Laten we praktisch denken: een holte-resonator in een magnetron moet de afmetingen hebben van ongeveer de helft van de golflengte van de te genereren oscillatie. Bij 96 GHz ligt de golflengte in het bereik van 3,125 mm. Het gat moet daarom een diameter van ongeveer 1,5 mm hebben. De nauwkeurigheid moet ver onder 5% liggen, omdat alle caviteitsresonatoren dezelfde resonantiefrequentie moeten hebben, zodat een oscillatie wordt versterkt. We hebben dus al een vereiste mechanische nauwkeurigheid van een paar honderdsten van een millimeter. Tot nu toe is het misschien haalbaar.
Maar als een resonantiefrequentie van 300 of zelfs 400 GHz wordt geclaimd, dan zijn de vereiste afmetingen van de holte-resonatoren voor een resonantie in het bereik van tienden van een millimeter. De vereiste nauwkeurigheid zou dan zelfs in het bereik van een paar duizendste van een millimeter moeten liggen. Zelfs als men zich deze mechanische uitdagingen voor een laboratoriumapparaat zou kunnen voorstellen, faalt het omdat deze kleine afstanden van tienden van een millimeter geen hoge anodespanning meer toelaten. In plaats van een hoogfrequente oscillatie is er dan een vonkspleet als een bougie.
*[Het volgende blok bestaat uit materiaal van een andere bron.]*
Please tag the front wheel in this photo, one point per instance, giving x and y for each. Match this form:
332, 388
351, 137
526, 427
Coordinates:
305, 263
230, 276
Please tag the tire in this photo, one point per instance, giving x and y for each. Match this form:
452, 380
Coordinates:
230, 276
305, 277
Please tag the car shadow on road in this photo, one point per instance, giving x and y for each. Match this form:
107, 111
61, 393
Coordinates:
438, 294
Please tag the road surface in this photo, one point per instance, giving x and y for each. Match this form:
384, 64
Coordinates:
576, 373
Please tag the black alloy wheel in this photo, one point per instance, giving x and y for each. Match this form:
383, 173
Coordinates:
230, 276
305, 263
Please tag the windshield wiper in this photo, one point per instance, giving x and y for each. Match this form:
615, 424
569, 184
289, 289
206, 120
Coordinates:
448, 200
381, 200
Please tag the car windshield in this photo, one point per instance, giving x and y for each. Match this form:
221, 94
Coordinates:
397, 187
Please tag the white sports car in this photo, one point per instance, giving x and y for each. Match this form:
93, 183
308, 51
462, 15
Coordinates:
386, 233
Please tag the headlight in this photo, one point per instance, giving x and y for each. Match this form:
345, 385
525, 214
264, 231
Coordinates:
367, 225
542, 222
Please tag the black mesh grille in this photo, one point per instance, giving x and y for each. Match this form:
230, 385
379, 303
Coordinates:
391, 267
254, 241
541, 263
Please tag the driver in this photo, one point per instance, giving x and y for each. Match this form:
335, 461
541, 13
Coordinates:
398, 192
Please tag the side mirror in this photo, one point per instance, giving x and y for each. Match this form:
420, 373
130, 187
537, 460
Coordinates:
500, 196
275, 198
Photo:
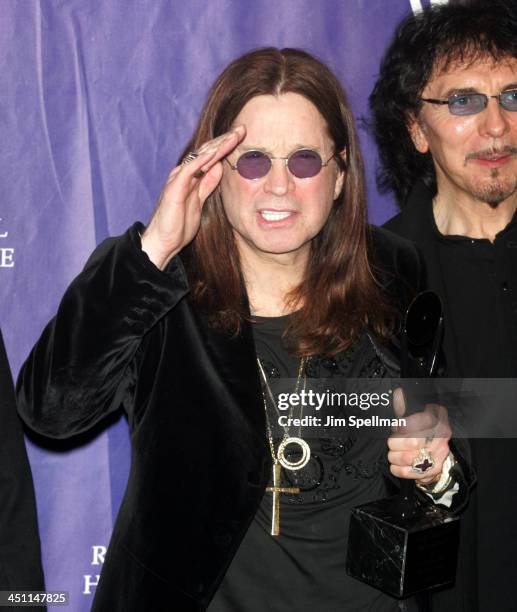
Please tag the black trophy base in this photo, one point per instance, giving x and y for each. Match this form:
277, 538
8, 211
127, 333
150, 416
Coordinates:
402, 555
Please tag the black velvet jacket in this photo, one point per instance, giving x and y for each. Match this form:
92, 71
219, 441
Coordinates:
126, 334
20, 558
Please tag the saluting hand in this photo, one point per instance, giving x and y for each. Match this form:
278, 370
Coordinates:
177, 216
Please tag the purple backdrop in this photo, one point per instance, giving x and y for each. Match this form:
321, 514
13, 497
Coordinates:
97, 100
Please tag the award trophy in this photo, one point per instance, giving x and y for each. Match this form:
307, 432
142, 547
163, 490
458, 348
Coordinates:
402, 545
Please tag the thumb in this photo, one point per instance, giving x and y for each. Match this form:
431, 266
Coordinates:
399, 402
210, 181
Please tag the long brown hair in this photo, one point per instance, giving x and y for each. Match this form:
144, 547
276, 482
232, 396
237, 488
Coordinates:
338, 295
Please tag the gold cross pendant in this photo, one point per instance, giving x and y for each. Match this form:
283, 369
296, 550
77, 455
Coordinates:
276, 489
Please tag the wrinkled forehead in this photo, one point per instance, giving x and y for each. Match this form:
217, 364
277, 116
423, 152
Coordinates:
463, 60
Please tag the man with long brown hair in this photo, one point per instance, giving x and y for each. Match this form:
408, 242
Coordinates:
256, 265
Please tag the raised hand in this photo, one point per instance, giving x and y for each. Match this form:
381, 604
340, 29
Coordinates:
177, 216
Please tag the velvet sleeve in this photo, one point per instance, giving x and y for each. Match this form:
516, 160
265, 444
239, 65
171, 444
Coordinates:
20, 563
80, 369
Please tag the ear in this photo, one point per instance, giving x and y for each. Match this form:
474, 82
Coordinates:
340, 181
417, 133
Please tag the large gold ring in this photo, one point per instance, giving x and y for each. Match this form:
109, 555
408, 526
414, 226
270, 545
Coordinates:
423, 462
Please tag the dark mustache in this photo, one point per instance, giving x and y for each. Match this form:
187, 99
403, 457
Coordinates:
508, 150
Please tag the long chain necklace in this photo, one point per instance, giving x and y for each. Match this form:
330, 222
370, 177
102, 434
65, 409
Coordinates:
279, 458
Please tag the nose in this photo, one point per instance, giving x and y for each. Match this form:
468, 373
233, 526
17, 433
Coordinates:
279, 180
494, 120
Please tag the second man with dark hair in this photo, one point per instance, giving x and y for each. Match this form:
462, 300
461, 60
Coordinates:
445, 120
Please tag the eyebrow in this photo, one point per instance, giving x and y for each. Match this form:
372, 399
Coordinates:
248, 147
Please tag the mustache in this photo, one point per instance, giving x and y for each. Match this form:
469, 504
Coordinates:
493, 151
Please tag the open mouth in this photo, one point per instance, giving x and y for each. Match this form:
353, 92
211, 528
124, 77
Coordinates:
275, 215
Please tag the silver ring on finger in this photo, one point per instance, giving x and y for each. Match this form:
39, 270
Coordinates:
189, 157
423, 462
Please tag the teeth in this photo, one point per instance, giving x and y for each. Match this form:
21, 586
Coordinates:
270, 215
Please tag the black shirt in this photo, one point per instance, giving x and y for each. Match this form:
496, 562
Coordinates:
477, 281
303, 569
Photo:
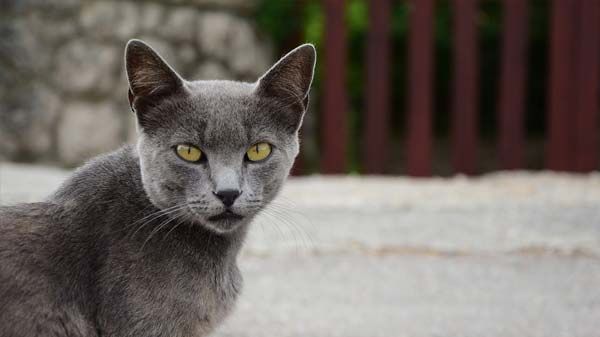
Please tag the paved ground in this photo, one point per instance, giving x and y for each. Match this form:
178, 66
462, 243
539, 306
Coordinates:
503, 255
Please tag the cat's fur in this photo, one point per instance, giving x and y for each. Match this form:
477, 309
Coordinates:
100, 258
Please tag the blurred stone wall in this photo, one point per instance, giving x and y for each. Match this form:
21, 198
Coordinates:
63, 90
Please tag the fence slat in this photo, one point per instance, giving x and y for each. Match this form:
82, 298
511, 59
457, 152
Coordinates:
420, 100
465, 100
587, 73
512, 84
377, 90
334, 128
558, 156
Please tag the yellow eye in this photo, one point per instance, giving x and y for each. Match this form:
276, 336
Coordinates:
259, 151
188, 153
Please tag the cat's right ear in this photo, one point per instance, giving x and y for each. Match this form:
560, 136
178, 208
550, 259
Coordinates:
150, 77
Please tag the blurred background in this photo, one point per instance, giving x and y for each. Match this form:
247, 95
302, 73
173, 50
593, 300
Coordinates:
403, 87
496, 101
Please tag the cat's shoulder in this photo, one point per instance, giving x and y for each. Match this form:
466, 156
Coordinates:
110, 172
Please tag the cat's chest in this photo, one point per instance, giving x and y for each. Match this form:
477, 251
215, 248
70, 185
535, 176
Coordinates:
202, 302
173, 299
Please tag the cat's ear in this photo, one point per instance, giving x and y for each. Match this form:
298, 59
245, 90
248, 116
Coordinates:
290, 78
148, 74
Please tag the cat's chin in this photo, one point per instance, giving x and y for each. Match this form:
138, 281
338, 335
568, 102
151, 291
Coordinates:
224, 223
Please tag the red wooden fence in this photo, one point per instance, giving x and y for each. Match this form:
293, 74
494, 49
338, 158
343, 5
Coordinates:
573, 91
420, 100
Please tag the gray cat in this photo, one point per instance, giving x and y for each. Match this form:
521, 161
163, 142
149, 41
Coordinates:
143, 241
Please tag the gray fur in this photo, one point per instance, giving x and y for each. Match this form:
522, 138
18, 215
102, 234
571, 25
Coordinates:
125, 247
Deze overwegingen maken dergelijke uitspraken voor zulke hoge frequenties vrij onwaarschijnlijk.
Voetnoten:
- Richard C. Dorf: ”The Electrical Engineering Handbook”, 2. Edition, Seite 1046 (Google-voorvertoning)
- David J. Greenslade: ”The Advantages of a Magnetron Source for Electron Spin Echo Detection”, University of Essex, (online)
- Meer foto's van magnetrons en diverse uitsnijdingsmodellen van magnetrons zijn te vinden op www.ostron.de.